Daoism in Brazil: The Globalization of the Orthodox Unity (Zhengyi) Tradition
Abstract
The Daoist Society of Brazil (Sociedade Taoista do Brasil) was founded by Wu Jyh Cherng (Wu
Zhicheng 武志成), a Taiwanese immigrant, in 1991. Today the Society operates two temples in
Rio de Janeiro and São Paulo, and is the only religious organization in South America that is
affiliated with the Daoist Society of China in the Orthodox Unity (Zhengyi 正一) lineage. The
group, however, is not made up of other immigrants or Brazilians of Chinese descent; rather the
entire group and current priesthood consist of Brazilians of non-Chinese ancestry.

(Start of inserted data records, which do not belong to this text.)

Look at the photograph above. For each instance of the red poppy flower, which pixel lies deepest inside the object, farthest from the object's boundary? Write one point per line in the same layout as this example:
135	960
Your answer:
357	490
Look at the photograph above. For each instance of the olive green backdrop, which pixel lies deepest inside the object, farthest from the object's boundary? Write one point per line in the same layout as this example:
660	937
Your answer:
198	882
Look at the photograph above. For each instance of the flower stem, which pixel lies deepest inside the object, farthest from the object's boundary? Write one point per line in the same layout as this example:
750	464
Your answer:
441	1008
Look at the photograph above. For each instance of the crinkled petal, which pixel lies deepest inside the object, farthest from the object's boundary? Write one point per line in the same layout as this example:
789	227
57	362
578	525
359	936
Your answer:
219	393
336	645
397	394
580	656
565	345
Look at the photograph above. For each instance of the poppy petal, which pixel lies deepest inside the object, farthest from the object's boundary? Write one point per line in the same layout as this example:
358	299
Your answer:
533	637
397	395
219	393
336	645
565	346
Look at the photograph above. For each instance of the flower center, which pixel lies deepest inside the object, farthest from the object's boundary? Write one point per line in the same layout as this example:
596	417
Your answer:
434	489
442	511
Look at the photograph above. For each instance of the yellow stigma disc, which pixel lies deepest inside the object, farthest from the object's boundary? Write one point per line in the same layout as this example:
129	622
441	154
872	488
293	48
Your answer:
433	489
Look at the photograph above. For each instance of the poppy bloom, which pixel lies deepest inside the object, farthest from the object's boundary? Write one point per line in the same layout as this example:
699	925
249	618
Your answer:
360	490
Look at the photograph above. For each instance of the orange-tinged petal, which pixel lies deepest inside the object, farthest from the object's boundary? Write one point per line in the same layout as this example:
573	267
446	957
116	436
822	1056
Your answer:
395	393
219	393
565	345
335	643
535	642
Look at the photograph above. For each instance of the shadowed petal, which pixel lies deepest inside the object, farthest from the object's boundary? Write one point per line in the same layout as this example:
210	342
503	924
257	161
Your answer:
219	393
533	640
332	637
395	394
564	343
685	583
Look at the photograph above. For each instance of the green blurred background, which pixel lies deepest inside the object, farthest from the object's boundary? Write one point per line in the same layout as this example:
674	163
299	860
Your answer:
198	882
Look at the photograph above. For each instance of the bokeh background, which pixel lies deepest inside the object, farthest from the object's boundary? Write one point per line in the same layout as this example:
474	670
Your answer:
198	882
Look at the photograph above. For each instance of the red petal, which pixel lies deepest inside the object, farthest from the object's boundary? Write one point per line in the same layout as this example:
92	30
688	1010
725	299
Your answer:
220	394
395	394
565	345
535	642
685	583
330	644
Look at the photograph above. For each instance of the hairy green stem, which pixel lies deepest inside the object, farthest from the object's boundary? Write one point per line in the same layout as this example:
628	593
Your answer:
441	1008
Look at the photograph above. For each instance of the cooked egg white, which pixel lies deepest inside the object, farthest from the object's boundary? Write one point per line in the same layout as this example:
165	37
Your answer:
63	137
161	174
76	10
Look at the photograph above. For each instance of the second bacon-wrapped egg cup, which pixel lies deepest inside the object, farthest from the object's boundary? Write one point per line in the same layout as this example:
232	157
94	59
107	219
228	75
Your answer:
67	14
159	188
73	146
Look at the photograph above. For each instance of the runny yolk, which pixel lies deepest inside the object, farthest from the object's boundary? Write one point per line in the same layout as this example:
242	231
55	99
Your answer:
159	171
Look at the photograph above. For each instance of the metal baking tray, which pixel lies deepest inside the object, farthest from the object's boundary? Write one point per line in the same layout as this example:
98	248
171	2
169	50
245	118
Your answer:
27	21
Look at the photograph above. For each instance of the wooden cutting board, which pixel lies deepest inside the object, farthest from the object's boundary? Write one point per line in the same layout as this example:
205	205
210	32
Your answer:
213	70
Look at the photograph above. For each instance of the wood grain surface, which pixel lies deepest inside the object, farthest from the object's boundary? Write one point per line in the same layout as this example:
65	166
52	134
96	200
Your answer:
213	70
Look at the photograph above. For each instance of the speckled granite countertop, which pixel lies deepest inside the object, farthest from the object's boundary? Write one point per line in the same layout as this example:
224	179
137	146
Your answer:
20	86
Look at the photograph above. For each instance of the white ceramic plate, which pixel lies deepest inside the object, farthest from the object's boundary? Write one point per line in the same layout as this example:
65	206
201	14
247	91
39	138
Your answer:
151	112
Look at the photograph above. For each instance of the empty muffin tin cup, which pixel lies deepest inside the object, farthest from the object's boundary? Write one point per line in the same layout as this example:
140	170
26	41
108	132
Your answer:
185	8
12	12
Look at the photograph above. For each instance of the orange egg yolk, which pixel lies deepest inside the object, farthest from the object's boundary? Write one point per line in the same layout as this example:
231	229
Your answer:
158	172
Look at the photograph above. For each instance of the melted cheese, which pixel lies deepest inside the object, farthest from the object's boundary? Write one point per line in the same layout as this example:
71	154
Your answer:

This essay examines the history and development of the Daoist Society of Brazil and its
members’ understandings of Daoism through site visits and interviews conducted in December
2009. From this I develop a theory of the particular characteristics of Brazilian religious culture
that enabled the formation of a Zhengyi Daoist community outside of ethnically Chinese people.
The practices of the two temples thus represent a hybrid of Chinese and Brazilian cultural forms
that have been negotiated through a complex assessment of how to maintain authentic religious
traditions in a non-traditional cultural context. Although the transcultural practices of the Daoist
Society of Brazil can only be fully understood in these particular terms, the Society also
represents an important case study in the more general phenomenon of the globalization of
religious cultures and the formation of transcultural religious identities.